A lecture by Michala Lônčíková (Comenius University, Bratislava) in the frame of the seminar on Modern Jewish History of the Institute of Contemporary History (AV ČR) and CEFRES in partnership with the Masaryk Institute (AV ČR).

Where: CEFRES library, Na Florenci 3, 110 00 Prague 1
When: from 5 pm to 6:30 pm
Language: English

Similarly to other European countries that, immediately after the war, were facing the aftermath of German occupation and collaboration, a system of retributive justice was established in the restored Czechoslovakia as well. Even though anti-Jewish atrocities did not represent an exclusionary question in the lawsuits in the newly established People’s Courts, racially motivated crimes in general were covered in various paragraphs of the main retributive regulation, no. 33/1945 Sb. n.
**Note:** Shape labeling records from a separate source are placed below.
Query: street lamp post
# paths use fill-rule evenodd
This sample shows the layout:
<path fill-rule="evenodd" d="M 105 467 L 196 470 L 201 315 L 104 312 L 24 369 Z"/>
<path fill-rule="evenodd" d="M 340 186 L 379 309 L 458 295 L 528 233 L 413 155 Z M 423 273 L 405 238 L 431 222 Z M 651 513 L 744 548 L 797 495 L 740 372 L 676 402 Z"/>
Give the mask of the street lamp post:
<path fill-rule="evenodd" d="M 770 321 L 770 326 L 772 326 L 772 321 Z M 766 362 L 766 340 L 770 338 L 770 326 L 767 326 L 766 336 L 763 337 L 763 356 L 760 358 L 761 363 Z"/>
SNR. Analysing the trials of the main political representatives of the wartime Slovak State, which were held in the National Court, partly enables one to trace out the official anti-Jewish policy and its mechanisms at the state level. On the other hand, regional cases, which were in the jurisdiction of the District People’s Courts, also raise the question of the responsibility of local aggressors, co-perpetrators, and eye-witnesses amongst the Slovak majority. This microhistorical perspective is crucial for analysing the Jewish-Gentile relationships in their wider social context in the years of persecution and partly in its aftermath. Using the collections of the District People’s Court in Banská Bystrica, this presentation explores the struggle of Holocaust survivors in Slovakia for justice and the ways in which these crimes were judged in the early years after the Liberation.